Company flew secret surveillance flights over Baltimore in 2008
EXCLUSIVE: Baltimore Police let Persistent Surveillance Systems do demonstrations for FBI, Secret Service
Above: Ohio-based Persistent Surveillance Systems’ camera-mounted planes can record footage of every car and person outside in a 32-square-mile area for hours at a time. (www.pss-1.com)
The aerial surveillance program conducted by the Baltimore Police Department that secretly recorded over 300 hours of citizens’ comings and goings since January is not the first time Persistent Surveillance Systems has spied on city residents.
The police department welcomed the Dayton, Ohio, company to fly over the city in 2008 to demonstrate its surveillance technology to two federal agencies, company president Ross McNutt told The Brew.
“We were showing it to the FBI and the U.S. Secret Service,” McNutt said. “The police in Baltimore let us come in to do a demonstration.”
The company’s camera-mounted plane, which films a 32-square-mile area from thousands of feet overhead and captures and archives this wide-angle footage, was deployed for “three or four days” in “April or May” of 2008, McNutt said.
The flights were intended to win contracts to provide the surveillance service to the federal agencies, not to pitch to the city police department, he said.
Facing a swarm of local media at an August 4 news conference after Bloomberg Businessweek broke the story, Baltimore Police spokesman T.J. Smith described the surveillance as a pilot project.
“This began in 2016,” he said.
Smith has not yet provided a response to The Brew’s request for comment.
Frederick H. Bealefeld III, police commissioner in 2008 during the administration of Mayor Sheila Dixon, also has not responded to a request for comment.
Messages were left for Bealefeld at the corporate offices of Under Armour, where he is currently vice president and chief global security officer.
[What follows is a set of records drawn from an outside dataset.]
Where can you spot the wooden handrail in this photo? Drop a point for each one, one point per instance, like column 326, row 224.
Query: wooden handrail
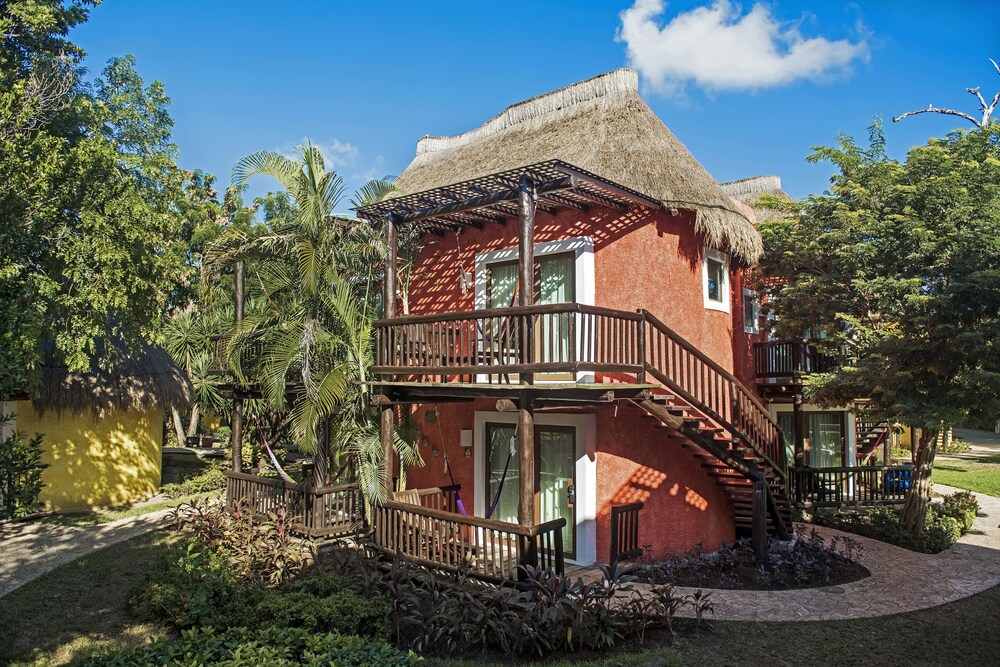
column 490, row 313
column 476, row 522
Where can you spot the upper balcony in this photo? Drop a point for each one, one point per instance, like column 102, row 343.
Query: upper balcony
column 781, row 365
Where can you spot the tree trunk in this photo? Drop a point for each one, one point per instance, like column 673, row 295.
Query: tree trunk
column 193, row 424
column 918, row 498
column 178, row 425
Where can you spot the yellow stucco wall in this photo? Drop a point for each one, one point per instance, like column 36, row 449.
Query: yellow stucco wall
column 96, row 462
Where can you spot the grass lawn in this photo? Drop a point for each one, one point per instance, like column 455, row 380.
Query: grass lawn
column 82, row 607
column 980, row 475
column 94, row 518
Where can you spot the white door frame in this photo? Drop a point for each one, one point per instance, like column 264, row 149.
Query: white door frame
column 585, row 481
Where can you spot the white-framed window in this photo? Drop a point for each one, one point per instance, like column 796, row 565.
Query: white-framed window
column 751, row 312
column 715, row 277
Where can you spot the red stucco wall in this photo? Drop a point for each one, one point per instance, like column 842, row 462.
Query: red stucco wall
column 642, row 259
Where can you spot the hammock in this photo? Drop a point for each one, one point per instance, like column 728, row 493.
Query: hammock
column 270, row 453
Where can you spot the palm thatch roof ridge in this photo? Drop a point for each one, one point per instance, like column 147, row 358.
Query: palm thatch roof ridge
column 148, row 377
column 601, row 125
column 750, row 190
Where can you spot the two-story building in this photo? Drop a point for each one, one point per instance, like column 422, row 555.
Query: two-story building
column 570, row 345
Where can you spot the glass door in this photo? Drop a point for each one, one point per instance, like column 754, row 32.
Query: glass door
column 555, row 456
column 557, row 494
column 556, row 283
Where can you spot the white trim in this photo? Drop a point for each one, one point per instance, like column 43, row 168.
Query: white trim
column 752, row 296
column 586, row 471
column 583, row 274
column 726, row 288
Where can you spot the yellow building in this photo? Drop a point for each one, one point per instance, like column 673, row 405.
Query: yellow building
column 103, row 431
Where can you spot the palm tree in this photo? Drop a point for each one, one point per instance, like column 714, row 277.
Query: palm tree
column 315, row 276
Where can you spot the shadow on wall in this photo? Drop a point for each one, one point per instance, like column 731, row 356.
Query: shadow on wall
column 96, row 462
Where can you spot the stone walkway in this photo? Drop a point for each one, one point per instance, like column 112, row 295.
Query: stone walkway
column 29, row 550
column 900, row 581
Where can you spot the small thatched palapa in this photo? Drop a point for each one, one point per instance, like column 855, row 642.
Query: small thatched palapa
column 146, row 378
column 750, row 190
column 601, row 125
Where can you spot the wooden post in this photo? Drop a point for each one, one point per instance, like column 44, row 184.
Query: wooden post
column 391, row 264
column 526, row 459
column 758, row 531
column 236, row 422
column 526, row 201
column 387, row 427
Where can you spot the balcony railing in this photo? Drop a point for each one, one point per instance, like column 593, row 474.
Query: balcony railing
column 489, row 550
column 326, row 511
column 497, row 343
column 788, row 359
column 856, row 485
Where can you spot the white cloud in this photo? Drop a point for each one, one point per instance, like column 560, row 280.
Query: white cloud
column 718, row 47
column 337, row 154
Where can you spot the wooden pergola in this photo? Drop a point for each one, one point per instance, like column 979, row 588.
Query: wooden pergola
column 497, row 198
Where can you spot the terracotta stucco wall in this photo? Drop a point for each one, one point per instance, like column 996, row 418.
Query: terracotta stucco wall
column 642, row 259
column 96, row 462
column 635, row 461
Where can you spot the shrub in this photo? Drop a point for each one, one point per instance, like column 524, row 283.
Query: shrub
column 212, row 478
column 943, row 526
column 810, row 561
column 429, row 612
column 245, row 647
column 20, row 473
column 961, row 506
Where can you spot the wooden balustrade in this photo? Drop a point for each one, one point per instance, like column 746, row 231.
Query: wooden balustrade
column 487, row 549
column 788, row 359
column 855, row 485
column 499, row 343
column 716, row 392
column 625, row 532
column 327, row 511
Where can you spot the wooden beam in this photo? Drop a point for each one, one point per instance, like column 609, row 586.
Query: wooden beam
column 526, row 201
column 387, row 429
column 526, row 460
column 236, row 421
column 607, row 186
column 473, row 203
column 391, row 264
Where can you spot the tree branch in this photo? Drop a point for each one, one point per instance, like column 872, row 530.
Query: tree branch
column 933, row 109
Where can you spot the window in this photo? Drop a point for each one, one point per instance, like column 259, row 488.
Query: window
column 716, row 278
column 751, row 312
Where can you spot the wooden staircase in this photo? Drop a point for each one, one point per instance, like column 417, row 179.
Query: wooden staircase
column 734, row 435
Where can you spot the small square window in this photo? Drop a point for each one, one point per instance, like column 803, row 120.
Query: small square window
column 716, row 277
column 751, row 312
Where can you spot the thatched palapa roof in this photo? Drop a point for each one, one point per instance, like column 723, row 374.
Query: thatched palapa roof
column 148, row 377
column 750, row 190
column 603, row 126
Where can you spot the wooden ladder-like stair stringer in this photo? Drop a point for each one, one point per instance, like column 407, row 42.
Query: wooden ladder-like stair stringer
column 728, row 459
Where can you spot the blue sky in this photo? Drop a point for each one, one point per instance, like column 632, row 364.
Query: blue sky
column 748, row 88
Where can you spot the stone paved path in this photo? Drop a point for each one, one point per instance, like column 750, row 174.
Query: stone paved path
column 900, row 581
column 29, row 550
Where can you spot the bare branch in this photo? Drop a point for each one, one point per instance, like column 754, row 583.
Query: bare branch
column 933, row 109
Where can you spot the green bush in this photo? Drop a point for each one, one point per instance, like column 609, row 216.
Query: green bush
column 212, row 478
column 943, row 525
column 961, row 506
column 20, row 473
column 275, row 647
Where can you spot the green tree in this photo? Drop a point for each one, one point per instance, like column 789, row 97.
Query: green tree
column 899, row 263
column 91, row 243
column 317, row 297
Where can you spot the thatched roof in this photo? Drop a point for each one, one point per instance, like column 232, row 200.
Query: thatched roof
column 601, row 125
column 750, row 190
column 146, row 378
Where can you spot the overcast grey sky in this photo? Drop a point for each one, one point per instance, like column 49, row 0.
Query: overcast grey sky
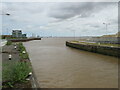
column 61, row 18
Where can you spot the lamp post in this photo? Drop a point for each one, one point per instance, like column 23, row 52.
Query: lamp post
column 106, row 24
column 73, row 33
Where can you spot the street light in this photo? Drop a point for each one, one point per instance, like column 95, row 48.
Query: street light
column 5, row 14
column 106, row 26
column 73, row 33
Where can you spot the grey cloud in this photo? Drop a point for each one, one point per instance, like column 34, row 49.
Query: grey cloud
column 85, row 9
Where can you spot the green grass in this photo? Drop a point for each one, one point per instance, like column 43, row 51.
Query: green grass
column 100, row 44
column 15, row 72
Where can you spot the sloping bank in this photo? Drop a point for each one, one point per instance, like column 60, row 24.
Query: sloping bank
column 106, row 50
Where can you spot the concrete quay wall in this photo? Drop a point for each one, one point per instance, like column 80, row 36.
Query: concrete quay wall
column 111, row 51
column 23, row 40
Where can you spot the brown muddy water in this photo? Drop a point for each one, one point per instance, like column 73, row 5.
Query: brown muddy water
column 58, row 66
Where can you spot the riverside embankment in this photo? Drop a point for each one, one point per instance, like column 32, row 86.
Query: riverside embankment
column 58, row 66
column 106, row 50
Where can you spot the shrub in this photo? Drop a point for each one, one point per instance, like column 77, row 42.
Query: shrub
column 21, row 48
column 8, row 43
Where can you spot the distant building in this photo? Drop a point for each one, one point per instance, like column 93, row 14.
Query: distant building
column 24, row 35
column 18, row 34
column 6, row 36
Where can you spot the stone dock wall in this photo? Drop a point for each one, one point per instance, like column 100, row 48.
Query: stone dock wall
column 111, row 51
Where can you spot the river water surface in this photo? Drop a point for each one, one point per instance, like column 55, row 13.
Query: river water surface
column 58, row 66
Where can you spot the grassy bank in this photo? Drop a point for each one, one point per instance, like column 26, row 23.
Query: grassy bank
column 15, row 72
column 101, row 49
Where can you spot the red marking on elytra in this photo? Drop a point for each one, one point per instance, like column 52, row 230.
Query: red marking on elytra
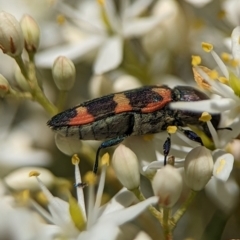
column 82, row 117
column 165, row 94
column 122, row 103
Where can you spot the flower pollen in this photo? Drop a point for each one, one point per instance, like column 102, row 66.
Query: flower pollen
column 75, row 159
column 199, row 79
column 223, row 80
column 196, row 60
column 61, row 19
column 207, row 47
column 205, row 117
column 171, row 129
column 90, row 178
column 105, row 159
column 222, row 163
column 225, row 57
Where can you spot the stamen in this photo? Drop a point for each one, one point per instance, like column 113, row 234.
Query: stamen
column 196, row 60
column 171, row 129
column 205, row 117
column 207, row 47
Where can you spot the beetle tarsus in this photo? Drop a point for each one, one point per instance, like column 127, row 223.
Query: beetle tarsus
column 192, row 136
column 106, row 144
column 166, row 149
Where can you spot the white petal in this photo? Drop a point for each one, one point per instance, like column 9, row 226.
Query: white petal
column 136, row 8
column 217, row 87
column 139, row 27
column 220, row 64
column 235, row 43
column 74, row 51
column 211, row 106
column 223, row 166
column 109, row 56
column 144, row 149
column 101, row 231
column 113, row 16
column 122, row 199
column 153, row 166
column 224, row 194
column 59, row 210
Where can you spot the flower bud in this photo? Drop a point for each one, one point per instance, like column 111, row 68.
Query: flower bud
column 167, row 185
column 64, row 73
column 19, row 179
column 233, row 148
column 198, row 167
column 31, row 33
column 11, row 37
column 126, row 167
column 4, row 86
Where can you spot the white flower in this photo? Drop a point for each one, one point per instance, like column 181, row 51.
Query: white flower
column 101, row 222
column 105, row 31
column 168, row 191
column 224, row 194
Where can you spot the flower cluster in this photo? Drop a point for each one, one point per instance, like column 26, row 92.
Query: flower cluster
column 65, row 52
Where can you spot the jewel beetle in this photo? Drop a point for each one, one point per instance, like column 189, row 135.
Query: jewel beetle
column 145, row 110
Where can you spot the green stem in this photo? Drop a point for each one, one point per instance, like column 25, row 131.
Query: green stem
column 176, row 217
column 152, row 209
column 166, row 227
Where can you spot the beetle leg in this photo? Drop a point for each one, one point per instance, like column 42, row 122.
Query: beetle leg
column 106, row 144
column 192, row 136
column 166, row 148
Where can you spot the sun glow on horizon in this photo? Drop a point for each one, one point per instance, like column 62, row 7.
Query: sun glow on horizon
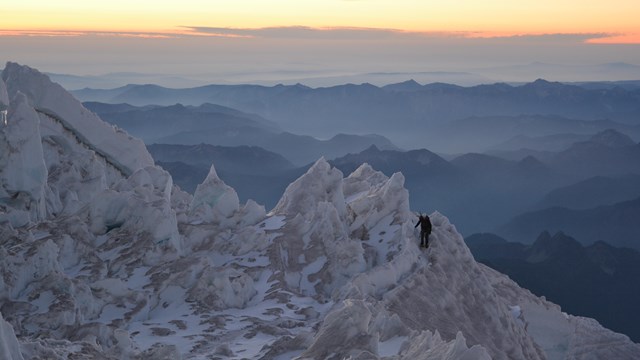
column 493, row 18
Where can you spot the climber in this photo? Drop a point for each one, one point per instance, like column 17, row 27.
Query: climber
column 425, row 229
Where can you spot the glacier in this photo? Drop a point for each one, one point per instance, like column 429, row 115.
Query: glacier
column 104, row 257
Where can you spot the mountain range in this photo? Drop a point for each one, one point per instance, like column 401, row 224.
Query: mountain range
column 411, row 119
column 222, row 126
column 597, row 280
column 104, row 258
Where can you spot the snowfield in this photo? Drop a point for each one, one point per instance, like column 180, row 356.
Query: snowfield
column 103, row 257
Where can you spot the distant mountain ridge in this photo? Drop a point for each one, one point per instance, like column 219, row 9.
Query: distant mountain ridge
column 615, row 224
column 219, row 125
column 404, row 116
column 589, row 280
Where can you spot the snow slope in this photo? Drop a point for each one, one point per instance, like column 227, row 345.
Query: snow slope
column 109, row 259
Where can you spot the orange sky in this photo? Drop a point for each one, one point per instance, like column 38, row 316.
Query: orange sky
column 618, row 18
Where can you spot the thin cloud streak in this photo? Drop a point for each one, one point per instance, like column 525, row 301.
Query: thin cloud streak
column 335, row 33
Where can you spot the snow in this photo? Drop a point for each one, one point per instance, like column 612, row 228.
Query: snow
column 9, row 346
column 392, row 346
column 128, row 153
column 122, row 264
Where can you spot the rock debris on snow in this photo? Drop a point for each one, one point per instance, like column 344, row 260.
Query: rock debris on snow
column 103, row 257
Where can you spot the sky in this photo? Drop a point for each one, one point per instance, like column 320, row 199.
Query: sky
column 324, row 41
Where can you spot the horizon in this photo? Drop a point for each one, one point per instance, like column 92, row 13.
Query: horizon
column 325, row 43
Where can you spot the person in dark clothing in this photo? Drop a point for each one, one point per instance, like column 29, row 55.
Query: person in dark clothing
column 425, row 229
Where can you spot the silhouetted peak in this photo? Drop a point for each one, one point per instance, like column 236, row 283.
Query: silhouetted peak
column 371, row 150
column 612, row 138
column 530, row 163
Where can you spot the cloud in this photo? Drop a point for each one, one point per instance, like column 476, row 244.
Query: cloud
column 356, row 33
column 72, row 33
column 342, row 34
column 305, row 32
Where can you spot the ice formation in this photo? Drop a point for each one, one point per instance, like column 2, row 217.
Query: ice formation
column 103, row 257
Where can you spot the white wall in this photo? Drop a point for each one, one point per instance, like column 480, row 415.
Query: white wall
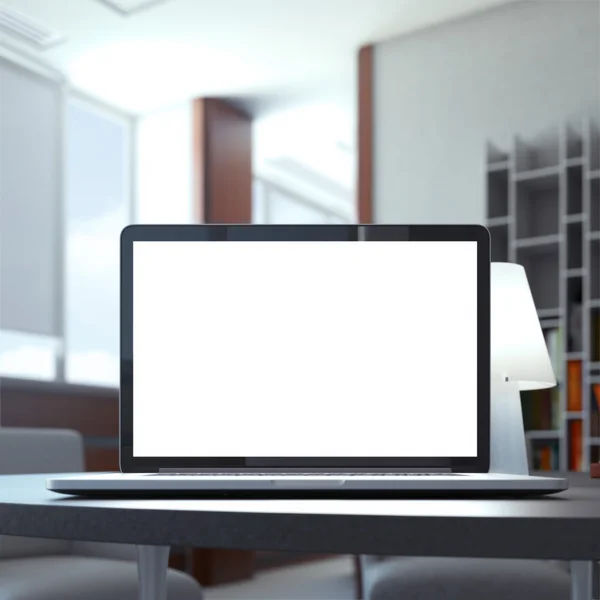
column 441, row 93
column 164, row 166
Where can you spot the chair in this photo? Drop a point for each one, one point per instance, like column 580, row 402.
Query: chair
column 463, row 579
column 43, row 569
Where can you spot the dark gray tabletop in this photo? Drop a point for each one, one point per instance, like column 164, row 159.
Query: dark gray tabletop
column 565, row 526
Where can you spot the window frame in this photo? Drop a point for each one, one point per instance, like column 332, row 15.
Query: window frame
column 70, row 94
column 73, row 96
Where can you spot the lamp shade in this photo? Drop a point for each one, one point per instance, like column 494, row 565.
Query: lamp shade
column 518, row 348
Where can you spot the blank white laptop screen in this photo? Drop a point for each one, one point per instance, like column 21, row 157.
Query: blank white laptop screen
column 305, row 349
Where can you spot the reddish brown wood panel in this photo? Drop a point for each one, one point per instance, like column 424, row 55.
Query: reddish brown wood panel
column 365, row 134
column 102, row 459
column 199, row 153
column 223, row 155
column 92, row 415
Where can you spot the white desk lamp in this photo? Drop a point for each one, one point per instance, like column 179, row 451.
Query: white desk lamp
column 519, row 361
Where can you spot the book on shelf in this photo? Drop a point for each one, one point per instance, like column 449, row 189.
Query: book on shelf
column 575, row 445
column 541, row 409
column 554, row 343
column 574, row 392
column 544, row 456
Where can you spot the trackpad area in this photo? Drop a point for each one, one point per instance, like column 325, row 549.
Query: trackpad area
column 307, row 482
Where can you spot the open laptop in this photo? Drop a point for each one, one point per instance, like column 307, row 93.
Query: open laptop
column 305, row 360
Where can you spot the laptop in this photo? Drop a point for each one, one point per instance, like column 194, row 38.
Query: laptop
column 304, row 360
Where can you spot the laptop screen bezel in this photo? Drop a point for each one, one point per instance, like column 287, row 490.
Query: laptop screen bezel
column 206, row 233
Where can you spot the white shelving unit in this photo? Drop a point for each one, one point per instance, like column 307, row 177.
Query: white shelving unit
column 543, row 198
They have not been returned.
More Secrecy, Mistrust
Informed that secret aerial surveillance was conducted eight years earlier than police have said, civil liberties watchdogs have condemned the department for failing to disclose the surveillance at the time and failing to explain its apparently years-long relationship with Persistent Surveillance Systems now.
“The fact that they could not be trusted to tell the truth about the most basic facts with regard to this program reinforces why giving the government the power to watch an entire city and record its activities is an inherently irresponsible thing to do,” said David Rocah, senior staff attorney with the American Civil Liberties Union of Maryland.
“Trust has to be earned,” said Rocah, whose organization called on the city to immediately halt the surveillance program.
Crime Fighting Tool?
The ACLU and other privacy rights advocates, along with some state and local lawmakers, have objected to the surveillance, especially because of the way it was kept hidden from the public.
Funded by a Houston couple, the surveillance program was never subjected to the public scrutiny it would have received as a spending item before the city’s Board of Estimates.
Instead the Laura and John Arnold Foundation’s $360,000 expenditure was passed through the local Baltimore Community Foundation.
Some, including Mayor Stephanie Rawlings-Blake, have urged the public to be open-minded about the potential for the surveillance program to help a violence-plagued city catch criminals and deter crime.
It already has been used to help police identify a individuals charged in crimes, police said.
Maryland Public Defender Paul B. DeWolfe’s office, meanwhile, has said police and prosecutors had an obligation to disclose that information.
State lawmakers and the ACLU plan to draft legislation to regulate government surveillance in Maryland and require public disclosure.
Rocah said he hopes the City Council never decides to employ it.
Hiding in Plain Sight
Reporters have pressed city officials to disclose when they became aware of the surveillance flights and received widely different answers.
Apparently a member of the city State’s Attorney’s Office was briefed about the program on August 12.
“Recently” is all Mayor Stephanie Rawlings-Blake’s spokesman Anthony McCarthy has said on her behalf, when asked when she learned about it.
Determining who in city government knew about the 2008 surveillance flights may not be possible given the length of time that has transpired.
But the fact that Persistent Surveillance was flying its cameras over Baltimore well before January 2016 was not hard to figure out.
A February 5, 2014 Washington Post feature on McNutt and his company noted that his company’s camera-equipped planes had already circled above Baltimore and a number of other cities.
“They’ve been flown above Baltimore; Philadelphia; Compton, Calif.; and Dayton in demonstrations for police,” the Post reported.
A company presentation made in January 2014 included Baltimore on a list of clients who have used Persistent Surveillance.
Among the other events and cities listed were “the Sarah Palin VP Candidate Announcement,” “North Philadelphia, the Philadelphia Police Department,” “El Paso Border Surveillance DEA” and the “NASCSAR BrickYard Indianapolis Motor Speedway.”
The graphics from this presentation are archived by a collaborative research project called Public Intelligence dedicated to guaranteeing the public’s access to information.
They can also be found on Persistent Surveillance Systems’ website.